Collateral Consequences for Licensed Practitioners and Nurses under Minn. Stat. 245C

Collateral consequences are those consequences of a criminal conviction that are not related to the actual sentence. Collateral consequences are the difficulties that a person has as a result of the criminal charge or conviction. For individuals in certain professions, such as nursing, there are some rather steep collateral consequences that could affect the profession.

Under Minnesota Statute 245C, background checks that are performed by the Department of health and Human Services could prevent an individual from being able to work as a registered nurse, licensed practical nurse, home health aide, or even being the guardian of an elderly patient.

Just the filing of certain criminal charges, especially gross misdemeanors and felonies, can result in an administrative process that could lead to administrative disqualification from practicing in the field.

In some cases, a person may ignore the administrative notice that is sent by the Department of Health and Human Services after they have been charged with a serious crime. All the agency has to establish is that the defendant committed the crime based on a “preponderance of the evidence.” Even an acquittal does not affect the decision that the agency has made. When a person hires aSt. Paul criminal defense attorney, their attorney will advise them of the possible notification from DHS so that appropriate steps are taken to protect the client in both criminal court and at the administrative level.

An offense, such as reckless driving may not result in any action, but criminal sexual conduct, DWI, assault, domestic assault, financial crimes, and drug abuse are all examples of crimes that can result in a criminal charge that can result in the ultimate collateral offense of not being able to practice as a nurse.

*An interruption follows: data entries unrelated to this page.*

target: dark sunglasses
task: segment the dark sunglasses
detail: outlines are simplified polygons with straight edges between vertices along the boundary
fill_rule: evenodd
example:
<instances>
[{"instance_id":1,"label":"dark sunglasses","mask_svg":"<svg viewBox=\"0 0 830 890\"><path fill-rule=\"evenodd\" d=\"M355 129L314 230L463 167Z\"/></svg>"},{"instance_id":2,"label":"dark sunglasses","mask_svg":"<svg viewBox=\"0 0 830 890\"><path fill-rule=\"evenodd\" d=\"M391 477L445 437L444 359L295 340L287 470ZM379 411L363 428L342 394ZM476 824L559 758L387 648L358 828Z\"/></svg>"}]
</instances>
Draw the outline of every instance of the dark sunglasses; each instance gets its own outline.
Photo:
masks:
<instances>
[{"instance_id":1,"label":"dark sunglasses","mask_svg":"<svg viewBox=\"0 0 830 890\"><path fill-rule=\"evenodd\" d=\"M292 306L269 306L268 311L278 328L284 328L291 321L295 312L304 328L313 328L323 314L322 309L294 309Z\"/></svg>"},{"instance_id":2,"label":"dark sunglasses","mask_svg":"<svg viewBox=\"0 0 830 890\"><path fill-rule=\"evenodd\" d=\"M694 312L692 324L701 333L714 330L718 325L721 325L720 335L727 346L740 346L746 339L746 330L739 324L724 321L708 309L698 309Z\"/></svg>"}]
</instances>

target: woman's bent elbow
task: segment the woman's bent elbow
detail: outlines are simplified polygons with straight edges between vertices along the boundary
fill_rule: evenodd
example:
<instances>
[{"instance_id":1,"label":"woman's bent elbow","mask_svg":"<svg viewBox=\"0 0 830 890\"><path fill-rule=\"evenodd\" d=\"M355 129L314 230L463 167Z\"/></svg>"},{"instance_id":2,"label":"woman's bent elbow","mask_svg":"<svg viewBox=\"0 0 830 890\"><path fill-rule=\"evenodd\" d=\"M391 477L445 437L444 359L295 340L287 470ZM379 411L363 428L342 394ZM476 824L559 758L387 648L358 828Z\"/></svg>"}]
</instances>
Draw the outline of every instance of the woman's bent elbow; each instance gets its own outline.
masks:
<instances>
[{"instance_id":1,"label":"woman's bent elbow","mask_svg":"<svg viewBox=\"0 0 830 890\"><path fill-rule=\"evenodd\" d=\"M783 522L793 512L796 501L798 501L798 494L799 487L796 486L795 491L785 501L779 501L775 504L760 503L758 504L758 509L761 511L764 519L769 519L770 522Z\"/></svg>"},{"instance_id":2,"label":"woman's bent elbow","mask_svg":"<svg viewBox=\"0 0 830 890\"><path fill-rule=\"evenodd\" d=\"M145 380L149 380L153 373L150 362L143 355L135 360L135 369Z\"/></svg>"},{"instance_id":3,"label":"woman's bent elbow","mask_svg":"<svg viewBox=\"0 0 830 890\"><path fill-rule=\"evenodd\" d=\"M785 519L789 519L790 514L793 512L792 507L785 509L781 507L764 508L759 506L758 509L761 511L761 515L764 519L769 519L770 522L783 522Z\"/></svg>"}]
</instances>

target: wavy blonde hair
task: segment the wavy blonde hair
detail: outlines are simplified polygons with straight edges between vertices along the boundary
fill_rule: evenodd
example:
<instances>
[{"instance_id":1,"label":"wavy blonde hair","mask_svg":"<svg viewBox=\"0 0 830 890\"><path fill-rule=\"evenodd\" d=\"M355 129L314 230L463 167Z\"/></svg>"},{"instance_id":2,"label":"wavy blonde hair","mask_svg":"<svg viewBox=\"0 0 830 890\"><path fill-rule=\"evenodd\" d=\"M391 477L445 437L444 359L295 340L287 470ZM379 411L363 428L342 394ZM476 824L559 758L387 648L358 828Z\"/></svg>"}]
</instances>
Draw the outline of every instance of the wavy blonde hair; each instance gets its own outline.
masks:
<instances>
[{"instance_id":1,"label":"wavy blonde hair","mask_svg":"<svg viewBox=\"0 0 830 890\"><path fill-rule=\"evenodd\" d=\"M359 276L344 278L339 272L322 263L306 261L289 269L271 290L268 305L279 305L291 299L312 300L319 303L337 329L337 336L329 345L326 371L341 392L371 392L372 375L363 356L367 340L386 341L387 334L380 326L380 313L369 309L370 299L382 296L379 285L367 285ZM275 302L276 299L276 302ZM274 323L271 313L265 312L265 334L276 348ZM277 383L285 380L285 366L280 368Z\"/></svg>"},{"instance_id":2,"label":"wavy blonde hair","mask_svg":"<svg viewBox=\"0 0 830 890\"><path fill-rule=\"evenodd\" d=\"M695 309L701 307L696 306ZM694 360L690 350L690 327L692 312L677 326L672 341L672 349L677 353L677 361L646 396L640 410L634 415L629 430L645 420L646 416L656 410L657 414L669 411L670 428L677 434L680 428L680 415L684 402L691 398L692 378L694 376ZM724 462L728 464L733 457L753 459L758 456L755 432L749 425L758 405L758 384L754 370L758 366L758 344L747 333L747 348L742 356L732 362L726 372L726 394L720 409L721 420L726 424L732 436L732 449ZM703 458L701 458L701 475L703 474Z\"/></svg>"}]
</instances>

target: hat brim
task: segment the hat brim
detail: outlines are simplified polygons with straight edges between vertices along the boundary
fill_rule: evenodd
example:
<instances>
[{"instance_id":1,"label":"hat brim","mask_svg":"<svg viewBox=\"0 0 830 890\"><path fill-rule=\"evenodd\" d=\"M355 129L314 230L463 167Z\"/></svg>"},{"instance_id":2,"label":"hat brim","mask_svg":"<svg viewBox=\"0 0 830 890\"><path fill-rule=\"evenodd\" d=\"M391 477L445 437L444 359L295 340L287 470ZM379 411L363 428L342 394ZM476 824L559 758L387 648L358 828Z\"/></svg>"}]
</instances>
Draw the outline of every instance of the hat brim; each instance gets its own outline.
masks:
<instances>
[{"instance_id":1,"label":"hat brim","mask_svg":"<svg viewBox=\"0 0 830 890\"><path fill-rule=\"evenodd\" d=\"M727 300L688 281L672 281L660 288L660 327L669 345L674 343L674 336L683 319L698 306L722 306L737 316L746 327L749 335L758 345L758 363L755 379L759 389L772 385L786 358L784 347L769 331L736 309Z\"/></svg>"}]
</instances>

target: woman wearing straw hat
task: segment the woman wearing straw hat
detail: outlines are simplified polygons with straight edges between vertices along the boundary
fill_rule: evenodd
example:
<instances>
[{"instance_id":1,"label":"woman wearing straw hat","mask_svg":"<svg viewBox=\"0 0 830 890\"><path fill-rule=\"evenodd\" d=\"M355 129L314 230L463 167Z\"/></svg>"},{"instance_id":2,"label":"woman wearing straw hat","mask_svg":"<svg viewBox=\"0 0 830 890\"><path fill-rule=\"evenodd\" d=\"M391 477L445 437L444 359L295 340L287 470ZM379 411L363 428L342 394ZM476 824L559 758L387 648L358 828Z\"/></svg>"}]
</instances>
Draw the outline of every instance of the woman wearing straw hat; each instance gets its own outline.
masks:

Under Minnesota Statute 245C.15, subdivision 1, a disqualifying crime includes all degrees lf murder, first and second-degree manslaughter, all forms of domestic assault, kidnapping, aggravated robbery, murder of an unborn child in all degrees, prostitution, all degrees and types of criminal sexual conduct, neglect or endangerment of a child, felony-level stalking, shooting at or inside a public transit facility or vehicle, indecent exposure involving a minor, and child pornography. Also considered a disqualifying offense is the aiding and abetting of someone who committed any of these crimes. The offense doesn’t have to occur in just Minnesota either.

When disqualification is based on a judge’s determination before any conviction could take place, the disqualification period begins from the date the court order is issued.

Subdivision 2 states that a person can be disqualified from practicing in the nursing profession permanently. They can also be disqualified if less than 15 years have passed since the sentence was discharged, if there was a sentence, in many of the crimes mentioned above (excluding murder and sex offenses), including specific white collar crimes.

The ten-year disqualification pertains primarily to misdemeanors, gross misdemeanors, and very few felonies. The crimes are minor compared to those resulting in permanent disqualification or 15 years of disqualification.

The seven-year disqualification, like the ten-year disqualification, pertains to certain misdemeanor and gross misdemeanor crimes, such as fourth-degree assault and receiving stolen property, but a person charged with first-degree assault may be subject to this disqualification depending on other circumstances surrounding the matter.

It is important to have the proper legal representation in place to fight the charges and the collateral consequences that could result in order to preserve one’s career.